Lancée après la deuxième guerre mondiale, la «révolution verte» n’avait de vert que le nom, comme le confirment Pedro Pellegrini et Roberto Fernández, agronomes à l’université de Buenos Aires (Argentine). Une étude publiée dans Proceedings of the National Academy of Sciences (Pnas) nous met en évidence la véritable demande énergétique de l’agriculture à l’échelle mondiale.
La production végétale mondiale a triplé au cours des 50 dernières années,( entre 1961 à 2014) principalement par une augmentation du rendement (production / superficie).
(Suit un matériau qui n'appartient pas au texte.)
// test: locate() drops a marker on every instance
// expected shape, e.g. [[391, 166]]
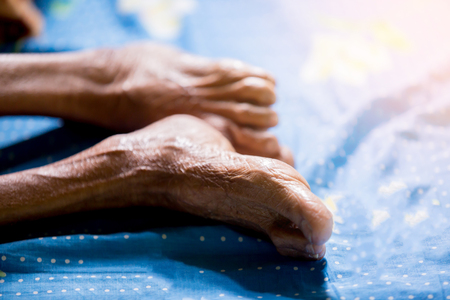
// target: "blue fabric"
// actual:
[[373, 142]]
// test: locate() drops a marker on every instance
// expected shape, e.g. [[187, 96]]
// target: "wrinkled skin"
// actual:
[[18, 19], [155, 81], [208, 178]]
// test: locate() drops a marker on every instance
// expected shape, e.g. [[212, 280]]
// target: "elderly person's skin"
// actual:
[[180, 163], [203, 167]]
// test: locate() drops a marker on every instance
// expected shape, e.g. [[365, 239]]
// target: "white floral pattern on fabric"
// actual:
[[161, 18], [351, 53]]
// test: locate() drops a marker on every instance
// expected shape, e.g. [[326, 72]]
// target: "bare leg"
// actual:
[[180, 163]]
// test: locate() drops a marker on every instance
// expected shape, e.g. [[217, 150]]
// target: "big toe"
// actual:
[[305, 223]]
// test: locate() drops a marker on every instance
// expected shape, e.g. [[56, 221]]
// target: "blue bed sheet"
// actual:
[[364, 102]]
Nous montrons que l’énergie intégrée dans les principaux intrants pétroliers (machinerie, carburant et engrais) a augmenté dans le monde entier à un rythme plus important (il y a eu une augmentation de 137% de la consommation d’intrants par hectare), cependant moins rapide au cours des dernières décennies, que la production agricole.
Cela a été expliqué par les progrès dans l’industrie des engrais azotés, l’irrigation, et d’autres technologies et peut-être quelques changements environnementaux. Ces résultats correspondent au «paradoxe de Jevons*»: les gains d’efficience, tant pour l’EUE que pour la terre (rendement), n’ont pas permis de réaliser des économies de ressources. Tout comme l’augmentation de la production ne garantit pas la réduction de la faim, les technologies permettent de réaliser des économies sur les terres (et la biodiversité), mais leur réalisation dépend de décisions politiques audacieuses.
Dans l’ensemble, l’efficacité de l’utilisation de l’énergie (production végétale / intrants) a suivi une trajectoire en U commençant à 3 et se terminant près de 4. Les perspectives d’une intensification plus durable sont discutées, et l’inadéquation du modèle d’épargner la nature sauvage via l’agriculture intensifiée est mise en évidence.
*Le paradoxe de Jevons a initialement été formulé par l’économiste britannique du nom de William Stanley Jevons dans son livre Sur la question du charbon en 1865. L’homme va faire une observation capitale qui peut nous être utile aujourd’hui. Ce paradoxe est le suivant : À mesure que les améliorations technologiques augmentent l’efficacité avec laquelle une ressource est employée, on observe que la consommation globale de cette ressource augmente. En termes simples, plus une énergie est maîtrisée (donc démocratisée), plus sa consommation augmente: une réflexion à avoir dans le cas d’une transition énergétique réussie.